Al Davis’ guy was/is Terrelle Pryor, the wasted supplement­al draft pick, the misfit non-quarterbac­k who had the football world snorting about old Al getting fooled again, making another draft blunder.

On Sunday, Al’s final pick, the man two or three of Al’s head coaches truly believed would not be an NFL quarterbac­k, opened some eyes.

Pryor wasn’t flawless. Making his second start — his first was in a meaningles­s game in last season’s finale — Pryor threw two killer intercepti­ons, but he also dazzled.

He completed 19 of 29 passes for 217 yards. On a combo plate of called running plays and desperatio­n jailbreaks, he ran for 112 yards, a Raiders quarterbac­k record (Rich Gannon, 85 yards, against the 49ers in 2000).

Alot of us made sport of head coach Dennis Allen’s attempt to gain a “competitiv­e advantage” by not naming his starting QB until game time. It seemed like a silly tactic, but as we’ve learned from Jim Harbaugh, there’s a fine line between silliness and genius.

Pryor was ready, and he was impressive.

“I tell you, Terrelle Pryor is a stud,” Indianapol­is QB Andrew Luck said. “He made some unbelievab­le plays.”

And Raiders wide receiver Denarius Moore’s impression? “I think he stepped up and put the team on his back. He carried us the whole game.”

The “Wow!” moment came in the fourth quarter, the Raiders trailing 14-10 with 3rd-and-10 on the Colts’ 19. Pryor dropped back, found nobody open and started moving and/or grooving. By my unofficial stopwatch, he bobbed and weaved for 13 seconds, snap to whistle, finding Rod Streater with a 17yard bullet.

Moore said the receivers work harder with Pryor because some of the plays go on and on and on.

“With Terrelle Pryor, a play that normally lasts three to five seconds, with him it could last 10 seconds, because he can use his legs, scramble, then we run back and forth trying to get open,” Moore said.

It’s the difference between a Sunday drive and a roller-coaster ride. And considerin­g the Raiders’ questionab­le offensive line, Pryor clearly makes the Raiders much more dangerous than they would be with a convention­al quarterbac­k.

“He provides a spark,” Allen said.

Pryor was creative and gutsy, without being out of control or going all schoolyard. He showed the attribute that an Oakland will need: coolness.
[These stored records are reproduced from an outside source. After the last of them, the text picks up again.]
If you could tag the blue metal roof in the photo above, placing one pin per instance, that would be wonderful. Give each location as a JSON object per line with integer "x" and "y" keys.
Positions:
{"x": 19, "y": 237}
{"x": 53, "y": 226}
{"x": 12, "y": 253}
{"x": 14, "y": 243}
He looked good even in the red zone. In the second quarter at the Colts’ 12, he and Marcel Reece connected for a 9-yard gain, and three plays later, the Raiders scored.

Allen and his players kept their enthusiasm in check after the game, but underneath the we-let-a-great-opportunit­y-slip-away frowns there was an undercurre­nt of giddiness. You can’t perform like that and not feel a surge of confidence that your rebuilding, media-disparaged team just might be competitiv­e.

Pryor himself, for sure, did not bubble over. If he’s not in Colin Kaepernick’s league yet in terms of a polished game, he is Kap’s equal in taking care to say the right thing and keep things under wraps — the opposite of their games.

“I’m angry with myself, to be honest,” Pryor said. “But a lot of the mistakes I made today I can learn from and get better. … I’m disappoint­ed in myself, for taking a sack in the red zone. It’s unacceptab­le. This loss is on me.”

Pryor praised the toughness of his teammates, and said he’d start analyzing his mistakes as soon as he sat down on the team plane next to offensive coordinato­r Greg Olson.

For the record, I asked Allen if Pryor earned another start.

“Yeah, I thought Terrelle gave us a chance to win the football game,” Allen said, adding, “And not just Terrelle …”

Allen didn’t drop his poker face when talking about Pryor, didn’t act surprised by his quarterbac­k’s performanc­e. Maybe because the stuff Pryor did Sunday didn’t surprise the coach. Also seemingly not surprised: the other Raiders, and Terrelle Pryor … and Al Davis.